August 24, 2008

Shout and Twist.

There are a very few musicals that I have ever liked. It's not really fair to say I don't like musicals. I will watch them and enjoy the pageantry, but I almost never become enthralled. Yet the one adapted from the book "The Once and Future King" (Hey Lime, I ought to have added that one to the list of stories I get lost in to distraction) makes me so damned happy that I can recall a line or two from one of the songs at an appropriate moment and it will immediately pick my spirits up and polish them until they shine.
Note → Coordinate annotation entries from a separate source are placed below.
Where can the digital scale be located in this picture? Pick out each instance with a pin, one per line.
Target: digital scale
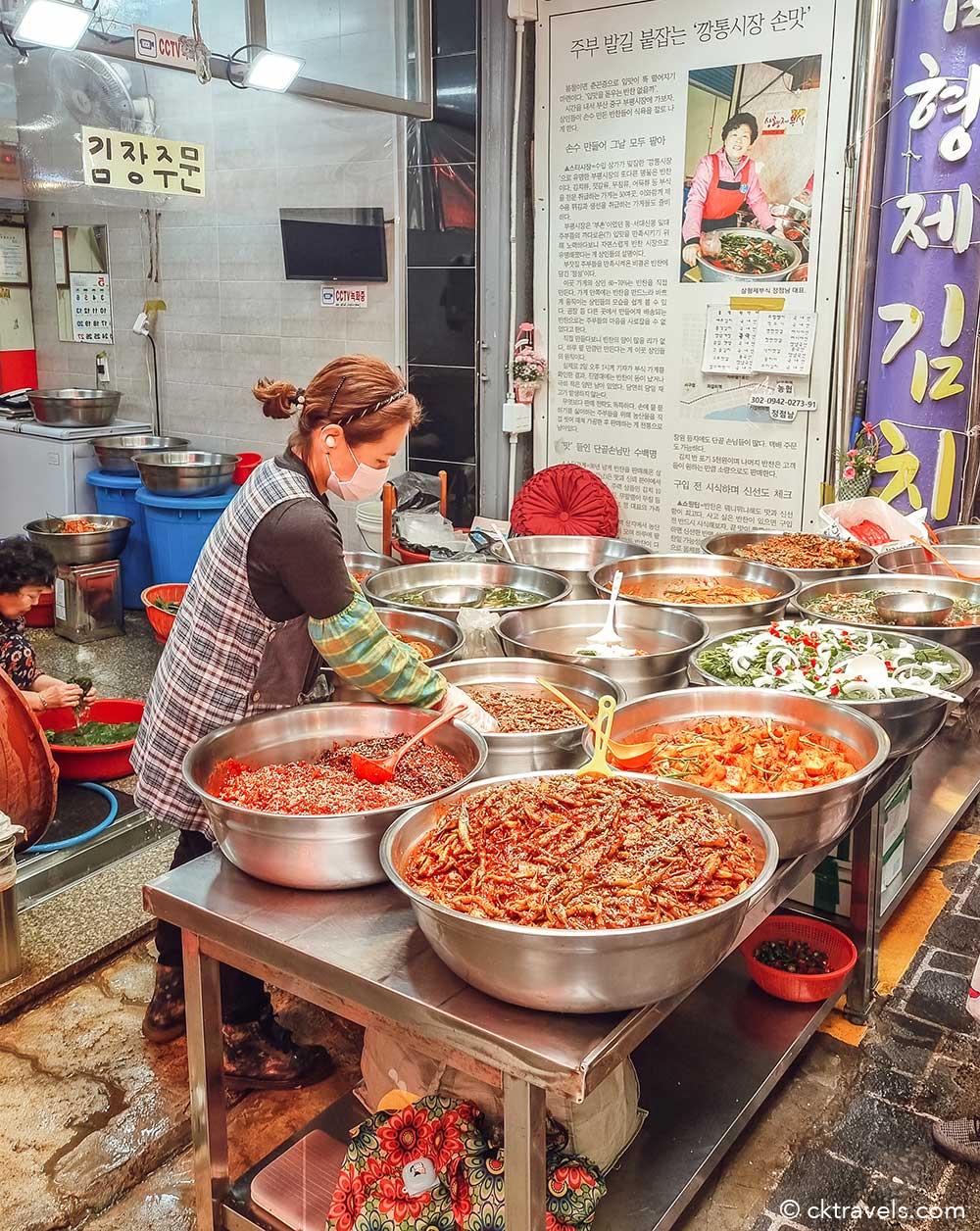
(87, 601)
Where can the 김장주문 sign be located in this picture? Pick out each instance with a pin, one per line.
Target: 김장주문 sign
(927, 280)
(142, 164)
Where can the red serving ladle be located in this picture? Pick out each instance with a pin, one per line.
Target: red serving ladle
(383, 770)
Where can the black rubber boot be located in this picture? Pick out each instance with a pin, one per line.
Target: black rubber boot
(263, 1056)
(164, 1018)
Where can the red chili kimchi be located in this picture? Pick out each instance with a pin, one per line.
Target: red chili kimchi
(329, 787)
(580, 854)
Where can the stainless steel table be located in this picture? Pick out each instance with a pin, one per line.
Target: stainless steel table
(360, 955)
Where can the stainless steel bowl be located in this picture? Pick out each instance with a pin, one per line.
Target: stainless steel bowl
(90, 547)
(964, 640)
(554, 633)
(74, 408)
(802, 820)
(186, 472)
(385, 587)
(569, 556)
(726, 544)
(579, 971)
(116, 453)
(920, 561)
(522, 751)
(313, 852)
(966, 534)
(711, 273)
(442, 634)
(719, 616)
(907, 721)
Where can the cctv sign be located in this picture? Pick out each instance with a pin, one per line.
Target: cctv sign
(163, 47)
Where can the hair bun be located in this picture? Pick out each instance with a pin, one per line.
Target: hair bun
(277, 398)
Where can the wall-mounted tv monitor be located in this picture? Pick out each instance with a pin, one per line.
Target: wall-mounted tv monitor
(334, 245)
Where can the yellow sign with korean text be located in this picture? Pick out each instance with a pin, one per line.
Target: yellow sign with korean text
(142, 164)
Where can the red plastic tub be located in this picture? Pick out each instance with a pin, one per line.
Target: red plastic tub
(246, 463)
(102, 763)
(42, 615)
(160, 620)
(801, 989)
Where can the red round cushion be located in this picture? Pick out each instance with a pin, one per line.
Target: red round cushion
(565, 500)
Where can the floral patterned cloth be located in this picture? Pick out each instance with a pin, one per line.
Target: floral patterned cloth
(16, 653)
(468, 1194)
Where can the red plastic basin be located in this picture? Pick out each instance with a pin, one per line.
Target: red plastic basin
(102, 763)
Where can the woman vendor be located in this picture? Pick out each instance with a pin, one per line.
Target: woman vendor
(269, 602)
(723, 183)
(24, 571)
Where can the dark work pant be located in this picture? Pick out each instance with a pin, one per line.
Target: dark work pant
(243, 996)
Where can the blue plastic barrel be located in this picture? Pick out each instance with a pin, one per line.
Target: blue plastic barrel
(116, 496)
(177, 528)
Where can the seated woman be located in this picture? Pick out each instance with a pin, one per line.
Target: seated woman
(24, 571)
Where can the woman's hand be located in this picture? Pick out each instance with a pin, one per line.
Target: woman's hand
(691, 253)
(58, 695)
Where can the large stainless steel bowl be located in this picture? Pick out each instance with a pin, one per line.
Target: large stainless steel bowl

"...The rain may never fall till after sundown.
By eight, the morning fog must disappear.
In short, there's simply not
A more congenial spot
For happily-ever-aftering than here
In Camelot."

Broadway musicals, The plays of William Shakespeare and the music of Chuck Berry all have one thing in common. Aside from the fact that they were written to make money, so this actually makes it two things in common:

They are framed around the everyday life, experiences, feelings and expectations that echo in our heads and hearts.
I guess I am, and have been for a very long time, unconsciously searching for my Camelot, sans Guenevere and Lancelot of course. A world and a life that just seems to run smoothly and where all the bumps in the road are easily manageable. How does the bucolic life sound to you?

4 comments:

Mona said...

Bucolic life? Well... it sounds like a lot of farmer's daughters :D

Ah! I loooved the musical called "Taming of the Shrew" tee hee!

Megan said...

I hope you find your Camelot. I hope I find mine too someday. But I don't think I could handle bucolic. Unless I had a private jet, of course, and could sweep into the big city every now and then to catch a musical...

Beth said...

Don’t let it be forgot
That once there was a spot
For one brief shining moment
That was known as Camelot...


Don’t forget – that idyllic life didn’t last.

Love the book, the musical and - King Arthur.

(thanks for visiting my blog)

Anonymous said...

Camelot, a looonnnnggg time favorite. Made a big impression an me as a child (first saw it at age 10) fell in love with the Arthurian Legend and the ideals of might for right.